Üç uzun yıl muhasaraya aldıkları kaleden ses çıkmaz. Hülagu Han üç uzun yıl kaleyi almadan çekip gitmez. Sonunda kalede yiyecek ve içecek tükenir ve kale alınır." (Marco Polo Seyahatnamesi – Tercüman Yayınları)
Pantolon giyen kadınlar
Sighinan isimli bölgeye geldiğinde Marco Polo'yu en çok şaşırtan ise kadınların pantolon giymesi ve erkeklerin güzellik anlayışı olmuştu. Bu göre kadınlar erkeklere daha güzel gelmek için şişman görünmeliydi ve kendilerine has kıyafetleri kadınları daha şişman gösterdiği için tercih ediliyordu;
"Kadınların bir kısmı ise pamuklu kumaştan yapılmış pantolon giyiyor. Bilhassa asil kadınlar pantolon giymeyi tercih ediyorlar. Üstüne de bol bol kısa elbise giyiyorlar. Bol elbise kadınları şişman gösterirmiş. Rehberim söyledi ‘Erkeklerimiz şişman kadınlardan hoşlanır. Bunun için de kadınlarımız bol elbise giymeyi tercih ediyorlar. Bir de bel kısımları bol dikilir, asil kadınlar böylece zayıf kadınlardan şişman görünmüş oluyorlar." (Marco Polo Seyahatnamesi – Tercüman Yayınları)
Kubilay Han ile tanışma
Marco Polo bin bir badire ile sonunda Kubilay Han'ın huzuruna erişebilmişti. Eserinde onu anlatmaya başlamadan önce atası Cengiz Han hakkında uzun uzun bilgi verdikten sonra Kubilay'ın kudreti içi şu sözleri sarf edecekti;
"Size şunu söyleyeyim ki yeryüzünün en güçlü hükümdarları bir araya gelse en muktedir kralları güçlerini tek elde toplayacağız dese, sahip oldukları iktidar Kubilay Han'ın elinde bulunan iktidarın yanında çok küçük kalır." (Marco Polo Seyahatnamesi – Tercüman Yayınları)

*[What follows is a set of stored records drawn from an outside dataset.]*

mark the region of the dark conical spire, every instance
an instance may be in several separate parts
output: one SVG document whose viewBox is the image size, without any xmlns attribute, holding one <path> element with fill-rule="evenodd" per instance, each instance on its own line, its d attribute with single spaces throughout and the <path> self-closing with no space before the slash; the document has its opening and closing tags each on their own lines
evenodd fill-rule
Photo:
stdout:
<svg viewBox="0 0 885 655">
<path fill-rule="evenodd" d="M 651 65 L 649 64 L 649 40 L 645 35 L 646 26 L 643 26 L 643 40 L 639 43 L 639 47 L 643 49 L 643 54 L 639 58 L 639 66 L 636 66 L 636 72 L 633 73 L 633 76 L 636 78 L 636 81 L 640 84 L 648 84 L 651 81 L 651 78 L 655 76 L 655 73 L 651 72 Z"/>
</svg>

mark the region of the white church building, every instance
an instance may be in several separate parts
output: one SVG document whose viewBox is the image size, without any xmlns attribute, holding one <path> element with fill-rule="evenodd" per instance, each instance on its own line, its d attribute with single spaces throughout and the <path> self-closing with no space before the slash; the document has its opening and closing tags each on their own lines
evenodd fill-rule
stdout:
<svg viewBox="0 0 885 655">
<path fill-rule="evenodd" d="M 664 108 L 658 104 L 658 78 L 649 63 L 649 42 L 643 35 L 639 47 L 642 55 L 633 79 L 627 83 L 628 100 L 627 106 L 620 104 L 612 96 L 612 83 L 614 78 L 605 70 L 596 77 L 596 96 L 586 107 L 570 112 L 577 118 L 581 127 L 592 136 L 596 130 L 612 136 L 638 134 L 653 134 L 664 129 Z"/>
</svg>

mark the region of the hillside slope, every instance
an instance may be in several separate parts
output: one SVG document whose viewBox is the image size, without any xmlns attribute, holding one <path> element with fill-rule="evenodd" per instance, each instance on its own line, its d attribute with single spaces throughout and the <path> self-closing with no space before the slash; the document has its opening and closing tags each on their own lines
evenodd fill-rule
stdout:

Bundan sonra Tatarlar hakkında ayrıntılı bilgiler vermeye başlayan Marco Polo geleneklere dair çok ilginç bilgiler aktaracaktı;
" Yeğenleriyle evlenmek serbest burada (Tatarlarda). Birinin babası ölürse onun en büyük erkek oğlu karısıyla evlenip haremine sahip oluyor, üvey olmak şartıyla. Bir de erkek kardeşi ölürse yengesiyle evlenmek de caiz burada. Çok da debdebeli düğün yapıyorlar burada." (Marco Polo Seyahatnamesi – Tercüman Yayınları)
Tatarların savaş stratejisinden beslenme kültürüne kadar sayısız bilgi aktaran Marco Polo Kubilay Han'ın yanında uzun yılar kalmış ve tüm saray entrikalarını öğrenmişti. Öyle ki Han'ın en gözde yöneticisi konumuna yükselmişti.
İlerleyen zamanlarda Kubilay Han hastalanıp yatağa düşünce Han'ın ölümünün Marco Polo'nun da ölümü olacağını anlayan babası Nicolas Polo oğlunu yanına alarak Venedik'e geri dönme kararı aldı. Kubilay Han önceleri Marco Polo'yu göndermek istememişse de kendisine bunca yıldır hizmet eden bu Latinleri daha fazla kıramayarak gitmelerine izin verecekti.
*Daha ayrıntılı bir okuma için Marco Polo Seyahatnamesi – Tercüman Yayınları; Kristof Kolomb'un "Seyir Defterleri" ve Halil İnalcık'ın "Kristof Kolomb ve Haçlı Politikası" isimli çalışmaları incelenebilir.